By Cherri Gregg
PHILADELPHIA (CBS) – A Philadelphia arts organization opens a new exhibit at the Crane Arts Center in Northern Liberties that tells the story of children in correctional facilities.
Imagine being kept in an 8 by 8 cell. You don’t know what time it is or when you’ll be able to leave. It’s cold…you’re alone. You are just twelve years old.
“Twenty-two states and the district of Columbia will take kids into custody as young as seven,” says Richard Ross. He is one of three artists on display as part of InLiquid’s exhibit titled, “Juvenile in Justice.” Ross traveled to 30 states, including Pennsylvania, taking hundreds of pictures of children in solitary confinement, on house arrest and in youth correctional facilities.
“These are kids with the least voice, from families with the least power, from neighborhoods with the least resources,” he says, “my work supplements data about how these kids are treated. This gives them a presence and it shows that these just aren’t kids fighting with kids, kids murdering other kids, but they are kids. It’s not that kids are screwing up, society is screwing up.”
Ross actually spent 24 hours in solitary confinement in one of the facilities as part of the project. His experience is documented in a three minute video.
“They gave me clothes way too big for me, food that was inedible. It was cold, it was noisy,” he says, “it is made to isolate and diminish the humanity of whoever is in that cell.”
Rachel Zimmerman is executive director of InLiquid. The non-profit teamed up with the Juvenile Justice Center to present Ross’ photos, as well as work by Kensington-based artists Roberto Lugo and Mat Tomezsko, who worked with young people from Covenant House Philadelphia.
“Arts programs have been cut dramatically over the years,” says Zimmerman, “what we are trying to say is Creative education is a way out for a lot of these kids. When we deprive kids of a creative outlet– this is what we get.”

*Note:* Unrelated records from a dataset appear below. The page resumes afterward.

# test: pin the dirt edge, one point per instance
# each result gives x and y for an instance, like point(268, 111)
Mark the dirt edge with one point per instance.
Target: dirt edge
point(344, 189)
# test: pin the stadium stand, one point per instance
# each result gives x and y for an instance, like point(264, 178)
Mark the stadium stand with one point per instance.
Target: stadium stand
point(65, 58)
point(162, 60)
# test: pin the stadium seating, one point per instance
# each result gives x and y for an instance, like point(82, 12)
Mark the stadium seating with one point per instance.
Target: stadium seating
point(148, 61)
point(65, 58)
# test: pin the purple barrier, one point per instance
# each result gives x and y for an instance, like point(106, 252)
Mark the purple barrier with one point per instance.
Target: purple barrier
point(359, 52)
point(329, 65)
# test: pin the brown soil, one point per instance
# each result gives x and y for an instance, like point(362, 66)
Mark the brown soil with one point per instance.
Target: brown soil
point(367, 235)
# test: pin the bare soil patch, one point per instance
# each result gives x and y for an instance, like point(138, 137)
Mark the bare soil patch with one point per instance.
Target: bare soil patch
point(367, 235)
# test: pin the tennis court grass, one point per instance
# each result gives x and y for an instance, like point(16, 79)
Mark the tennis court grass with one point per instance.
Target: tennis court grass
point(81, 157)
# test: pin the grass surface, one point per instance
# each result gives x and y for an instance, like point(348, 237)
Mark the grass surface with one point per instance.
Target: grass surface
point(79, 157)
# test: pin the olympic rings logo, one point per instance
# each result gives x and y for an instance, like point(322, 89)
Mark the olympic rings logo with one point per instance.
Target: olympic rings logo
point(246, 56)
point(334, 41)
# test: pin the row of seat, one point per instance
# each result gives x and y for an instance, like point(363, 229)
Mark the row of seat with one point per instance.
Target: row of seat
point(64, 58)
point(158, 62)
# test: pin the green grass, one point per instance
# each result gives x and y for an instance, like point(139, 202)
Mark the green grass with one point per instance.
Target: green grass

The exhibit includes a mock prison cell, used to keep young people in solitary confinement.
“It’s 8 x 8 x 10 feet,” says Zimmerman, “If you’re 17 years old and you’re in trouble. This is the worse place you could possibly be because all you do is think about the wrong things. As an adult I don’t even think I can handle it.”
The solitary confinement does not happen in Philadelphia, but it does happen in other places across the country. Zimmerman says she hopes the exhibit encourages change in juvenile justice.
“For a lot of kids– they’ve done what these kids have done, they just didn’t get caught,” she says.
The exhibit runs through December 12. In addition, to the exhibit there will be a number of special events, including a film screenings for youth on November 21st and an expungement clinic on December 3rd.